Когда стали укладываться спать, Василий попросил простыню ему не стелить. Тягин всё-таки постелил, а утром нашел ее сложенной на стуле. Перед сном Василий долго сидел под лампой и что-то шептал по книжке.

Утром Тягину очень не хотелось отпускать гостя, и он уговорил его остаться позавтракать. За разговорами дотянули до обеда, и когда Василий все-таки ушел, Тягину стало еще тоскливей, чем прежде, в опустевшей и как будто сразу остывшей квартире. Куда себя деть, он решительно не представлял. Можно было бы пойти к Тверязову, но что если тот каким-то образом уже знает о деньгах, а он придет без них? А нести деньги значит объясняться. Лишь промаявшись до вечера, он вспомнил о Клименко.

Набрав пакет еды, взяв бутылку водки и бутылку вина для себя, Тягин спустился в Канаву. Со Строгановского моста он видел её каждый день, пока ходил к Майе. Зрелище было невеселое: полузаброшенные, изрисованные граффити серые здания под ветхими шиферным крышами, разбитая, как бы облезлая, в рваных пятнах асфальта мостовая, кучи строительного мусора и ни души. Вблизи, когда он свернул в нее с Карантинного спуска, при неярком свете желтых фонарей она выглядела не столь мрачно. В нескольких первых домах по обе стороны горели окна, по правую руку шумели и кишели огнями бесчисленных авто Таможенная площадь и Польский спуск. Тягин толкнул калитку в черных металлических воротах и вошел во двор.

Одно из окон первого этажа в глубине двора показалось ему необычно освещенным. Не сверяясь с адресом, он постучал в стекло и не ошибся: на стук выглянул Клименко. Еще через минуту он открыл дверь и, шумя широкими штанинами, провел Тягина по коридору в небольшую комнату. В углу на табурете горела настольная лампа.

– Ну да, журналист Арнольд Канавин теперь живёт в Канаве. Ирония судьбы, – повторил хозяин свою шутку, забирая ладонью назад волосы.

Это была квартира его приятеля, который после неудачного падения с лестницы сейчас лежал в больнице.

– Теперь вот будет калекой, – сказал Клименко и вздохнул. – Все мы теперь калеки.
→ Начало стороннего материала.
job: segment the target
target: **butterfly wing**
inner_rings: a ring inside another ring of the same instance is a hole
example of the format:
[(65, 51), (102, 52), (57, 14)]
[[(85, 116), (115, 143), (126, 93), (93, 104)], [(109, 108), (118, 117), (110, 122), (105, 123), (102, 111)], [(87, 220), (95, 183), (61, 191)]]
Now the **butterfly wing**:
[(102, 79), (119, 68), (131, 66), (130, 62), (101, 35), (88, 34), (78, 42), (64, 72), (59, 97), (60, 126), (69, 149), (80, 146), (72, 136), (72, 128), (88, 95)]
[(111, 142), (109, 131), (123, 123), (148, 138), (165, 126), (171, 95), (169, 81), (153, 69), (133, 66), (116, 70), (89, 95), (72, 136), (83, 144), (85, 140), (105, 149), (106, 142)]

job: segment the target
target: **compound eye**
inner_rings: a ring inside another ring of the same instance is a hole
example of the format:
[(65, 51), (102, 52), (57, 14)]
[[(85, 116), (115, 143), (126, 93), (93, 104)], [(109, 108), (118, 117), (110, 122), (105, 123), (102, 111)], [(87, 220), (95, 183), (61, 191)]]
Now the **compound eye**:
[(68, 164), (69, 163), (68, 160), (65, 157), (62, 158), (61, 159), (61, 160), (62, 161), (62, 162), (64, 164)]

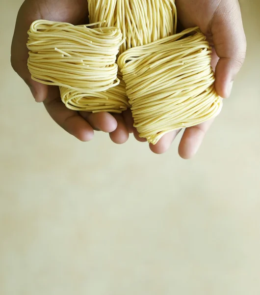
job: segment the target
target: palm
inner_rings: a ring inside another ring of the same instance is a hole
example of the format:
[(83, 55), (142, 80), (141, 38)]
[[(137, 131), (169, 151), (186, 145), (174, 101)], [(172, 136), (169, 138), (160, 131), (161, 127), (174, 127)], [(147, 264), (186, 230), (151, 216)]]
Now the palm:
[[(213, 50), (212, 67), (216, 64), (215, 87), (219, 94), (228, 97), (232, 81), (238, 71), (245, 55), (246, 41), (237, 0), (176, 0), (178, 19), (184, 28), (198, 26), (207, 36)], [(11, 49), (13, 67), (30, 87), (35, 100), (44, 102), (52, 118), (68, 132), (84, 141), (93, 136), (93, 129), (109, 132), (112, 140), (123, 143), (129, 132), (144, 141), (133, 128), (133, 120), (129, 111), (114, 116), (108, 113), (90, 114), (69, 110), (61, 102), (57, 88), (49, 87), (33, 81), (27, 67), (27, 31), (34, 20), (45, 19), (67, 22), (75, 25), (87, 21), (86, 0), (26, 0), (18, 15)], [(187, 128), (179, 146), (184, 158), (192, 156), (198, 149), (211, 121)], [(157, 153), (170, 147), (178, 131), (166, 134), (151, 150)]]

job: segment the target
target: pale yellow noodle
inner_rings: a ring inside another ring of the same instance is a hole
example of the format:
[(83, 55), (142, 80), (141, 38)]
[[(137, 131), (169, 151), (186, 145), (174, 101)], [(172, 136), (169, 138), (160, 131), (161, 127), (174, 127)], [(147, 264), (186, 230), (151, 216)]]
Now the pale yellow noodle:
[(220, 113), (222, 102), (214, 87), (211, 53), (206, 37), (194, 28), (120, 56), (118, 65), (141, 137), (155, 144), (167, 132)]
[(28, 32), (32, 79), (59, 86), (68, 108), (130, 106), (153, 144), (219, 113), (211, 48), (197, 28), (176, 33), (174, 0), (88, 0), (88, 11), (90, 25), (37, 21)]
[(117, 78), (116, 59), (122, 37), (118, 28), (38, 20), (28, 34), (32, 78), (59, 86), (68, 108), (121, 113), (129, 106)]

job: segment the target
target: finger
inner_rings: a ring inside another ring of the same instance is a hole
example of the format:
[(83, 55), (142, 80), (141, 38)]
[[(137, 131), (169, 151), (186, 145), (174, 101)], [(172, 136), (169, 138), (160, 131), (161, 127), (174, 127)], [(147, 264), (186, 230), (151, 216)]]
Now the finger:
[(218, 60), (219, 60), (219, 58), (217, 56), (217, 54), (216, 53), (216, 51), (215, 50), (215, 48), (214, 48), (214, 47), (212, 48), (211, 50), (211, 61), (210, 64), (213, 70), (215, 72), (216, 66), (217, 64)]
[(19, 9), (12, 42), (11, 62), (14, 70), (30, 88), (36, 101), (41, 102), (46, 98), (48, 86), (33, 81), (27, 68), (27, 32), (30, 25), (36, 20), (43, 19), (76, 24), (86, 18), (87, 11), (85, 0), (26, 0)]
[(67, 108), (60, 100), (57, 87), (49, 87), (44, 102), (47, 112), (52, 119), (65, 130), (79, 140), (92, 139), (94, 130), (89, 124), (75, 111)]
[(89, 113), (79, 112), (83, 118), (93, 128), (104, 132), (112, 132), (117, 127), (117, 121), (111, 114), (106, 112)]
[(196, 154), (213, 120), (211, 119), (185, 129), (179, 146), (179, 154), (182, 158), (190, 159)]
[(133, 127), (133, 119), (132, 115), (132, 112), (130, 109), (128, 109), (125, 112), (122, 113), (123, 117), (127, 127), (128, 129), (128, 132), (129, 133), (132, 133), (133, 132), (134, 127)]
[(215, 86), (223, 98), (230, 95), (233, 81), (245, 58), (246, 40), (237, 0), (222, 1), (211, 22), (213, 42), (220, 58)]
[(134, 136), (135, 139), (139, 141), (140, 143), (145, 143), (147, 141), (146, 138), (144, 138), (144, 137), (140, 137), (139, 136), (139, 133), (136, 128), (135, 127), (133, 128), (133, 136)]
[(156, 154), (162, 154), (165, 152), (169, 149), (181, 130), (174, 130), (166, 133), (155, 145), (150, 144), (150, 149)]
[(117, 121), (117, 127), (114, 131), (109, 133), (110, 138), (115, 144), (124, 144), (129, 138), (128, 129), (121, 114), (116, 114), (114, 116)]

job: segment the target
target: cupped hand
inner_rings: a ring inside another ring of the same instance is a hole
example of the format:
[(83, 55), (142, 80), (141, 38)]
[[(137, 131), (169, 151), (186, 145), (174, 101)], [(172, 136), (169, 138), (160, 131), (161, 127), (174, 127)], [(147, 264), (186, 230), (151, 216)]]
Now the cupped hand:
[[(238, 0), (176, 0), (178, 18), (184, 28), (198, 26), (212, 46), (212, 66), (215, 88), (224, 98), (230, 95), (235, 75), (245, 57), (246, 41)], [(186, 128), (179, 147), (180, 155), (189, 159), (195, 154), (213, 120)], [(151, 149), (162, 153), (180, 130), (164, 135)], [(138, 138), (138, 136), (136, 135)]]
[(43, 102), (51, 117), (68, 132), (82, 141), (88, 141), (93, 138), (94, 130), (101, 130), (109, 133), (114, 142), (122, 144), (132, 131), (132, 119), (129, 111), (112, 116), (108, 113), (92, 114), (69, 110), (61, 101), (58, 88), (33, 81), (27, 67), (27, 31), (31, 24), (38, 19), (74, 25), (85, 24), (87, 6), (86, 0), (26, 0), (17, 16), (11, 62), (14, 69), (30, 88), (36, 101)]

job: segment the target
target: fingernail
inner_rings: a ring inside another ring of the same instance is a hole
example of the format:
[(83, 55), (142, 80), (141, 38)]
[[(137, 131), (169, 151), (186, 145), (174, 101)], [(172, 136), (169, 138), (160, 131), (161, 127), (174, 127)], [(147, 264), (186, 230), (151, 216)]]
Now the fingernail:
[(231, 91), (232, 91), (232, 87), (233, 87), (233, 83), (234, 81), (231, 81), (228, 86), (228, 97), (230, 96), (231, 94)]

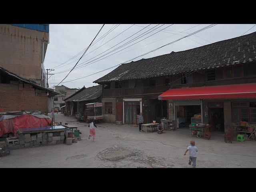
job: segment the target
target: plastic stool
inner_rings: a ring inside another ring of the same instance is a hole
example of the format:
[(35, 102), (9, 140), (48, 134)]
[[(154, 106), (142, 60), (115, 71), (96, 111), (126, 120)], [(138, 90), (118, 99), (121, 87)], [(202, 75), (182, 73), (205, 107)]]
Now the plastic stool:
[(237, 135), (237, 137), (236, 137), (236, 140), (237, 141), (241, 141), (241, 142), (244, 142), (244, 135), (241, 135), (240, 134), (238, 134)]

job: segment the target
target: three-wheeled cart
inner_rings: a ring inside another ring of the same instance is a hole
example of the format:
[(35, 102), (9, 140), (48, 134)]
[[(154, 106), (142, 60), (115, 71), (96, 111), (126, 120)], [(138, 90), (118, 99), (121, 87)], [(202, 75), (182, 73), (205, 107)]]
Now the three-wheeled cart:
[(84, 120), (88, 122), (89, 119), (98, 122), (103, 118), (102, 103), (97, 102), (86, 104), (86, 109), (84, 111)]

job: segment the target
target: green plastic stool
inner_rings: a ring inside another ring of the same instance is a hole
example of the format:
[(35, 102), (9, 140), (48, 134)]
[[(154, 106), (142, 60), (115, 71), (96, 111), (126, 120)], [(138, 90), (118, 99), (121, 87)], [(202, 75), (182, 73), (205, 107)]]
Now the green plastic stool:
[(237, 135), (237, 137), (236, 137), (236, 140), (237, 141), (241, 141), (241, 142), (244, 142), (245, 140), (244, 139), (244, 135), (241, 135), (240, 134), (238, 134)]

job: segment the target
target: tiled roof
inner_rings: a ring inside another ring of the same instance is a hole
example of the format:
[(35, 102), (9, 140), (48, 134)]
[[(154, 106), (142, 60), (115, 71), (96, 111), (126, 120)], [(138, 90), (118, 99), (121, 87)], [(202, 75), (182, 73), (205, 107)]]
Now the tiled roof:
[(98, 85), (86, 88), (83, 87), (65, 99), (65, 102), (85, 101), (93, 100), (101, 96), (102, 85)]
[(33, 86), (34, 87), (36, 87), (37, 89), (46, 91), (54, 96), (60, 94), (60, 93), (58, 93), (58, 92), (56, 92), (56, 91), (52, 90), (51, 89), (48, 89), (47, 88), (45, 88), (44, 87), (40, 86), (40, 85), (37, 85), (35, 83), (35, 82), (33, 81), (28, 80), (22, 77), (20, 77), (15, 73), (14, 73), (12, 72), (11, 72), (10, 71), (8, 71), (7, 69), (6, 69), (3, 67), (0, 67), (0, 72), (2, 72), (9, 76), (12, 76), (16, 79), (18, 79), (22, 81), (23, 81), (23, 82), (25, 82), (27, 83), (30, 84)]
[(256, 60), (256, 32), (194, 49), (122, 64), (94, 82), (143, 79)]

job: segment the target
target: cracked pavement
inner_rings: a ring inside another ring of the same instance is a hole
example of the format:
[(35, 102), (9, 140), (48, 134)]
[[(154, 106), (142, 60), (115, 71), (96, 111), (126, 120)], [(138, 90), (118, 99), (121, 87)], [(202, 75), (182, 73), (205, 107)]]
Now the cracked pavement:
[(214, 132), (208, 140), (191, 138), (187, 128), (158, 134), (139, 132), (138, 127), (130, 125), (100, 123), (93, 142), (88, 138), (88, 124), (55, 115), (56, 121), (77, 124), (82, 140), (71, 145), (12, 150), (0, 158), (0, 168), (190, 168), (183, 154), (191, 140), (198, 149), (197, 168), (256, 168), (256, 142), (226, 143), (223, 133)]

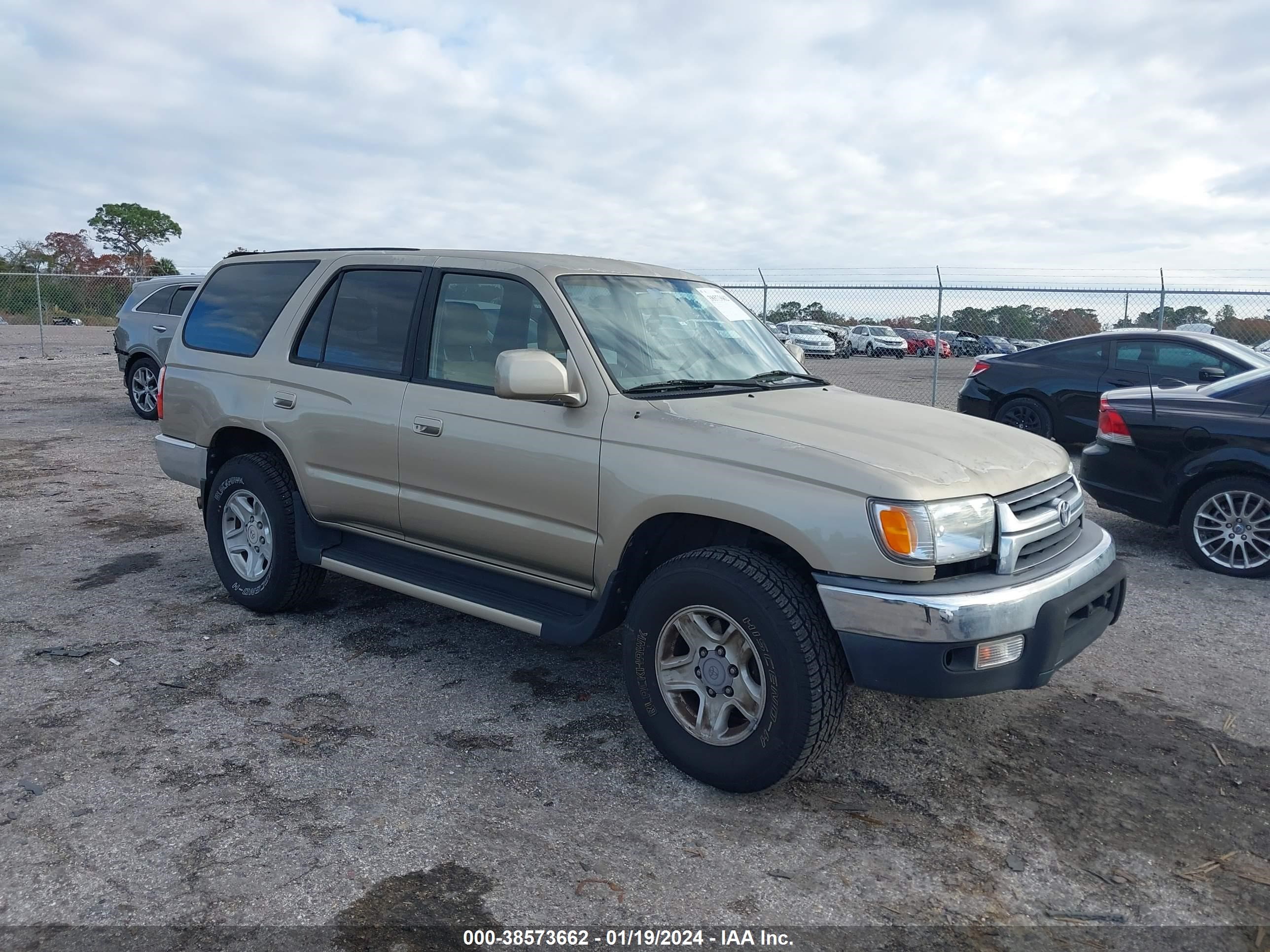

Он был лет на десять, а то и больше, старше Тягина, который хорошо помнил его совсем, совсем другим – молодым обаятельнейшим красавцем, эдаким замотанным репортёром из американского кино: мешковатое пальто, шляпа на затылке, приспущенный галстук, двухдневная щетина и вечная сигарета в углу рта. Он всегда был как-то неброско и естественно артистичен. Женщин разил наповал одним своим пристальным усталым взглядом. Помнил Тягин и его неизменный многозначительный ответ на вопрос «Как жизнь?» – «Бьет хвостом».